2.     The second paragraph of Item 1.D of the Application-Declaration is
hereby restated in its entirety to read as follows:

         "Thereafter, from time to time through December 31, 2001, in
       order to assist in the financing of Solutions' proposed business
       activities (see Item 1.C), Cinergy and Investments expect to invest
       not more than $100 million in Solutions (including any subsidiaries
       of Solutions), either by acquiring securities of Solutions or
       making cash capital contributions to Solutions, in exempt
       transactions pursuant to Rules 52 and 45(b)(4)./1/"

<PAGE>

                                SIGNATURE

       Pursuant to the requirements of the Act, the undersigned companies
have duly caused this amendment to be signed on their behalf by the
undersigned thereunto duly authorized.

Dated: November 26, 1996
                                                      

                                CINERGY CORP.

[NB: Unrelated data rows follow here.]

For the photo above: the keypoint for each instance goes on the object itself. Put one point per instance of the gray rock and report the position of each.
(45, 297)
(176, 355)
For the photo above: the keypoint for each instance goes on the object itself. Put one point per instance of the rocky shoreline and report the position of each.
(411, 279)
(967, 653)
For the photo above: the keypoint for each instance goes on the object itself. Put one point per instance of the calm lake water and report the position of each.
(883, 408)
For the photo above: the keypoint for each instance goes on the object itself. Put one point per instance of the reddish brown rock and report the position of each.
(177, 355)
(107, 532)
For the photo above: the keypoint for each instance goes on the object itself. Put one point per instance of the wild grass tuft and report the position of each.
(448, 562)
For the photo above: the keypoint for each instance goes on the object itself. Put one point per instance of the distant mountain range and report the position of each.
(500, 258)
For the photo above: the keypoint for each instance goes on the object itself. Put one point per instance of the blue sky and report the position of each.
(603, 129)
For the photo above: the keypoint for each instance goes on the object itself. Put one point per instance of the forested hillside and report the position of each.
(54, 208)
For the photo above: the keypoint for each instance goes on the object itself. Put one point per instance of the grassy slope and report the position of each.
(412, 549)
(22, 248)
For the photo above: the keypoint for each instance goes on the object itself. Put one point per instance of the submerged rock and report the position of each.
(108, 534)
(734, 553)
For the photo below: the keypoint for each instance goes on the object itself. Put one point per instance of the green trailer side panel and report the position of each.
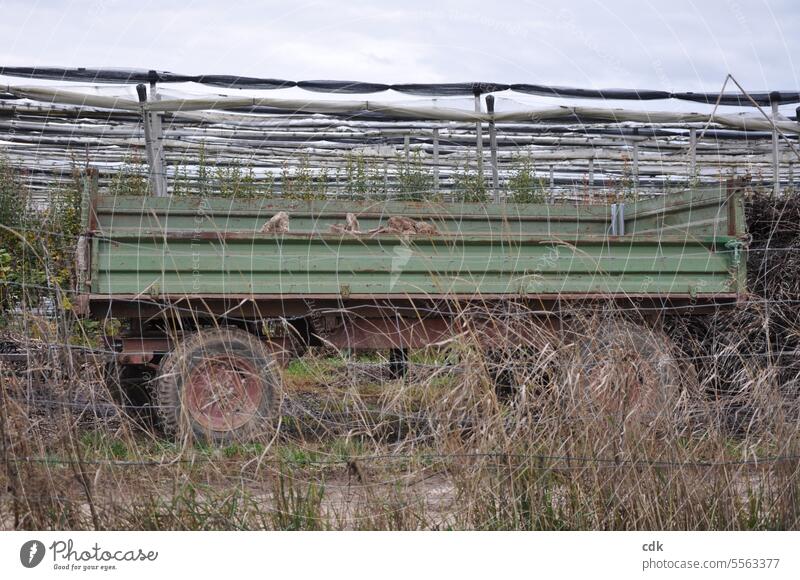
(678, 244)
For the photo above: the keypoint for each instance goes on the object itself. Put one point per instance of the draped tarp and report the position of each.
(107, 75)
(750, 122)
(616, 94)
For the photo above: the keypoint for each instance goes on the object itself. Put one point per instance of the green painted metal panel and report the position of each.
(679, 244)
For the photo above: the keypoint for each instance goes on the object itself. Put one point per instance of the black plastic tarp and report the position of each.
(740, 100)
(114, 75)
(616, 94)
(344, 87)
(234, 82)
(448, 89)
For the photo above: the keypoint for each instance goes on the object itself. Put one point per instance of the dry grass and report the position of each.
(692, 424)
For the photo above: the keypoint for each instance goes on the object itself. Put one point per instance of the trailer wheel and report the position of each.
(216, 385)
(629, 371)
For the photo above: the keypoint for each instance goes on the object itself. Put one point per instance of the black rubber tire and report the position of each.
(241, 349)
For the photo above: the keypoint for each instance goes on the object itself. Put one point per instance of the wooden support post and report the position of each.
(479, 135)
(157, 136)
(636, 162)
(153, 144)
(776, 176)
(436, 160)
(493, 149)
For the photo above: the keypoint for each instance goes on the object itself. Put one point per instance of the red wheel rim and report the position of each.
(223, 393)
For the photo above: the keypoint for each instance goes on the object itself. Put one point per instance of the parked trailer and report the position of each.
(212, 304)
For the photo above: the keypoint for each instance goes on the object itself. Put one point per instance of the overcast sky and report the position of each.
(672, 45)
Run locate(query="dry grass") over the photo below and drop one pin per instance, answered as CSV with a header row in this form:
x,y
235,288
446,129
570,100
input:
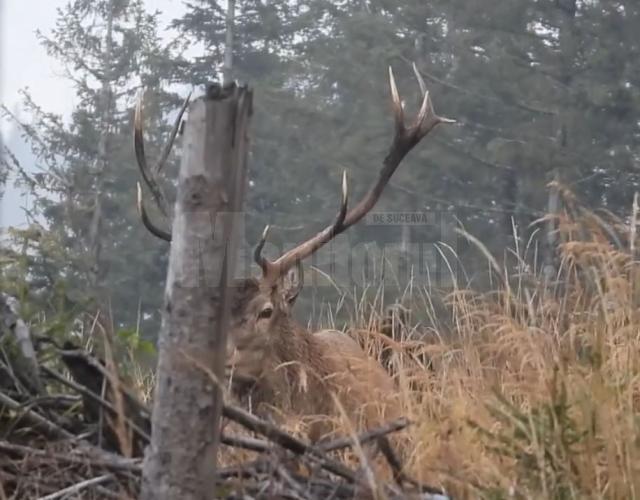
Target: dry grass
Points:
x,y
535,392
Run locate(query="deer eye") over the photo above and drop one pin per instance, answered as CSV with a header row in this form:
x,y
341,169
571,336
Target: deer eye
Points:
x,y
266,312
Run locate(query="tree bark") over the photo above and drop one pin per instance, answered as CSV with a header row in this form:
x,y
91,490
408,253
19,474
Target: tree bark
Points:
x,y
180,462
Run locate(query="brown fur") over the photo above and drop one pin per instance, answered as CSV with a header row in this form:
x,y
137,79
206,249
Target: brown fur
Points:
x,y
286,369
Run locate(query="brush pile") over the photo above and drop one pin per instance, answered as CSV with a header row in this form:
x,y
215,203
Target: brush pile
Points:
x,y
66,433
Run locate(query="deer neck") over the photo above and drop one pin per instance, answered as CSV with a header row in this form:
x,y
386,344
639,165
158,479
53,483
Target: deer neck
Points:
x,y
298,375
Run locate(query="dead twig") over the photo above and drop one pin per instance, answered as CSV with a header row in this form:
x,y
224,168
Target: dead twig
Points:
x,y
78,487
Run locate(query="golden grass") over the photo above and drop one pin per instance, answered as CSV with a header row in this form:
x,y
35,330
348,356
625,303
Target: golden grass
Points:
x,y
535,392
535,389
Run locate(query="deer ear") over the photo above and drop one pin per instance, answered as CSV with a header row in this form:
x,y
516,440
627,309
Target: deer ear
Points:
x,y
292,284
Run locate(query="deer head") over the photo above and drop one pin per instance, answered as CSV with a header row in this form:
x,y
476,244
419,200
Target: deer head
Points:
x,y
263,335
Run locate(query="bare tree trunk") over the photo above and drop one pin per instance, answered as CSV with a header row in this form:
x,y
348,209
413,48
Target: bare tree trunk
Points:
x,y
227,69
101,166
181,460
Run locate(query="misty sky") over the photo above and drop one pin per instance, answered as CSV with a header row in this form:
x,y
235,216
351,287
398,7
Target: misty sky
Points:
x,y
24,63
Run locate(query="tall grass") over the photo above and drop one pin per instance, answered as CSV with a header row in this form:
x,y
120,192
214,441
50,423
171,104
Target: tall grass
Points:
x,y
535,388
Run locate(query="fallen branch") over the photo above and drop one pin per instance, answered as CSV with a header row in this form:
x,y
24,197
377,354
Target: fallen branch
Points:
x,y
78,487
367,436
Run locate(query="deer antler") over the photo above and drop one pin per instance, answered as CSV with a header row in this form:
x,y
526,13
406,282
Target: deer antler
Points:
x,y
149,175
405,138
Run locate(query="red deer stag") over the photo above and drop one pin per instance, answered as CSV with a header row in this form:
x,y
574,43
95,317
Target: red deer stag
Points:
x,y
280,364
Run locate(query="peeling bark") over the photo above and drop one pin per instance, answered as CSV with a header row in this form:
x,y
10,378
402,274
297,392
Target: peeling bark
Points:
x,y
180,462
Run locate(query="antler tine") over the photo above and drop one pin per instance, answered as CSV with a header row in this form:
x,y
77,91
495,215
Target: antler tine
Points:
x,y
272,270
147,174
257,252
153,229
172,137
396,103
138,140
405,138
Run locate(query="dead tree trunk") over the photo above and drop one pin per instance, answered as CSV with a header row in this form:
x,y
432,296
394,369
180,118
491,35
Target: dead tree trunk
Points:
x,y
180,462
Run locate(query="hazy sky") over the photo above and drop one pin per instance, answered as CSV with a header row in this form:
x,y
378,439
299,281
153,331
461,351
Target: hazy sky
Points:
x,y
25,63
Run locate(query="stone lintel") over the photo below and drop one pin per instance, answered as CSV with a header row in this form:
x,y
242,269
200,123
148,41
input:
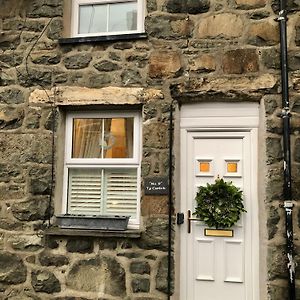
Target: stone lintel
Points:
x,y
220,89
65,96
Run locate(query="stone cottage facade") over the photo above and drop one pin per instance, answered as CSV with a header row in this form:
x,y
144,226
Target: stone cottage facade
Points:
x,y
185,52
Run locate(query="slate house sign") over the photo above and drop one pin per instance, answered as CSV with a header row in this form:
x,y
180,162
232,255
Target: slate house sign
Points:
x,y
156,186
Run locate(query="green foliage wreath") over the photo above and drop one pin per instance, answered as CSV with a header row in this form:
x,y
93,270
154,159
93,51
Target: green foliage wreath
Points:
x,y
220,204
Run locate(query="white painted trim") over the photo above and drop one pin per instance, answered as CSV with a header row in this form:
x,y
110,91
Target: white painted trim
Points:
x,y
236,119
75,17
134,163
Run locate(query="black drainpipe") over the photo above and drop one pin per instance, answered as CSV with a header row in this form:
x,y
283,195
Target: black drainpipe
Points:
x,y
287,187
170,201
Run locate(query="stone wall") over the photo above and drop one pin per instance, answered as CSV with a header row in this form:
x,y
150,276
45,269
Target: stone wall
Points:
x,y
225,50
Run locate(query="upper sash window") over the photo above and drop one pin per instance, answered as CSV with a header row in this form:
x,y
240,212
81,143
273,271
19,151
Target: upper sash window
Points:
x,y
107,17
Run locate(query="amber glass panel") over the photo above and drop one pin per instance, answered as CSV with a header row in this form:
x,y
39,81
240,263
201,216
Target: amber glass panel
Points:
x,y
102,138
232,167
204,167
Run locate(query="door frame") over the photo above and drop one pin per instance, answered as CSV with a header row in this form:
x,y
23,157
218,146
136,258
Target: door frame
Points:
x,y
218,117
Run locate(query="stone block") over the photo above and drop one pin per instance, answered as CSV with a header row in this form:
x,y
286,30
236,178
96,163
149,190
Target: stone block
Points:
x,y
224,25
110,244
271,103
11,191
80,245
250,4
131,76
32,210
277,262
140,267
151,5
278,292
139,60
28,243
1,241
10,225
11,118
22,148
11,59
122,45
161,276
164,64
13,271
45,281
240,61
263,33
11,96
140,285
169,27
43,8
103,274
106,66
154,205
45,58
203,63
55,29
155,235
34,76
156,135
77,61
274,150
272,221
48,259
187,6
270,58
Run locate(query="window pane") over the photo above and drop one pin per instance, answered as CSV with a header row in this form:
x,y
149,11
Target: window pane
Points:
x,y
87,136
122,17
120,192
92,18
118,138
84,191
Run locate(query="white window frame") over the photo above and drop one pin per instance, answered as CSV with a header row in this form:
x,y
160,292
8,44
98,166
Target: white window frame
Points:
x,y
104,163
75,17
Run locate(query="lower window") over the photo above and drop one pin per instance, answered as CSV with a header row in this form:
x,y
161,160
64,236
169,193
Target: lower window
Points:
x,y
102,165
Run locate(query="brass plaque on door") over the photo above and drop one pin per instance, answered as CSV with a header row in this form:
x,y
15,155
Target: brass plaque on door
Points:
x,y
218,232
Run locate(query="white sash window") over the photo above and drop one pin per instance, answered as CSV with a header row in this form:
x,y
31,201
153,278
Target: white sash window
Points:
x,y
107,17
102,164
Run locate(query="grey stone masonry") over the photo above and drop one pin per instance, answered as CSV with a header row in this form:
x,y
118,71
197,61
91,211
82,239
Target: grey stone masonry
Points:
x,y
210,50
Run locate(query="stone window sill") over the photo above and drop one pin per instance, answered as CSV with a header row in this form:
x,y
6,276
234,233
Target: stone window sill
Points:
x,y
108,38
130,233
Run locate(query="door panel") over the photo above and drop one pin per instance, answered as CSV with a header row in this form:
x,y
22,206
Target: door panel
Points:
x,y
216,268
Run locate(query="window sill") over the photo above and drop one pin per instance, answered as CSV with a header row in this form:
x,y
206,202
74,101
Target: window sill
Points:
x,y
107,38
130,233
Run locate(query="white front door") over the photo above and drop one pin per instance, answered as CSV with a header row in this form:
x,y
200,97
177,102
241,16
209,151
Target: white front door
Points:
x,y
218,268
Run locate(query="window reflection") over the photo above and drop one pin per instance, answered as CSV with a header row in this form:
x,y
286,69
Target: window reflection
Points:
x,y
102,138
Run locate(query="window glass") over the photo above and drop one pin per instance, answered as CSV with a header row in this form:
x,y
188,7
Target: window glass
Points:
x,y
93,191
92,18
122,17
102,138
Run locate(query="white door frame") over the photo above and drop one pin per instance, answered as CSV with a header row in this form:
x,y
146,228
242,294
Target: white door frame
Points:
x,y
233,117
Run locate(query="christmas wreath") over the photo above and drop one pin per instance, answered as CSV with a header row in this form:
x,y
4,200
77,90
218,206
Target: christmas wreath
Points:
x,y
220,204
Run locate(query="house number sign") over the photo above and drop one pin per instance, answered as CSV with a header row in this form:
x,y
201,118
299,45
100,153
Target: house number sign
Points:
x,y
156,186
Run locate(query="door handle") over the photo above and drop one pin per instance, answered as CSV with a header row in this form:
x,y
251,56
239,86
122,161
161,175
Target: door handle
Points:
x,y
190,219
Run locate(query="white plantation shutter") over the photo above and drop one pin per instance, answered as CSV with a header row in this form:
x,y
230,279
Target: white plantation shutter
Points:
x,y
121,192
85,187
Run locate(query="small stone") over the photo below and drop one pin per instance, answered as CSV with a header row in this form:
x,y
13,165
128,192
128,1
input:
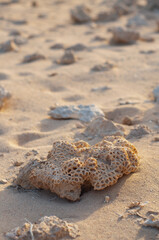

                                By: /s/ William L. Sheafer
                                Treasurer 


                                CINERGY INVESTMENTS, INC.


                                By:  /s/ William L. Sheafer 
                                Treasurer


                                CINERGY SERVICES, INC.


                                By: /s/ William L. Sheafer 
                                Treasurer 


                           ENDNOTES

/1/ Under Rule 52, Solutions' (and its subsidiaries') issuances of
additional securities (common and preferred stock and any debt securities)
to non-associates, as well as any issuances thereof to and acquisitions by
associate companies, for the purpose of financing Solutions' existing
business are exempt from prior Commission approval under the Act (provided
that, with respect to any debt security issued by Solutions to any
associate company, the interest rate and maturity date thereof are designed
to parallel the effective cost of capital of the lending associate
company).  Rule 45(b)(4) exempts from prior Commission approval capital
contributions (and non-interest bearing open-account advances) by any
associate company to Solutions.  Additional investments by Cinergy and
Investments in Solutions and any subsidiary thereof would be funded (1) as
to Cinergy, through sales of commercial paper and short-term notes to banks
and other financial institutions (see File No. 70-8521, Rel. No. 35-26488,
March 12, 1996) and/or through internally generated funds; and (2) as to
Investments, through capital contributions, loans, and/or open-account
advances from Cinergy (pursuant to Rules 45(b)(4) and 52) and/or internally
generated funds.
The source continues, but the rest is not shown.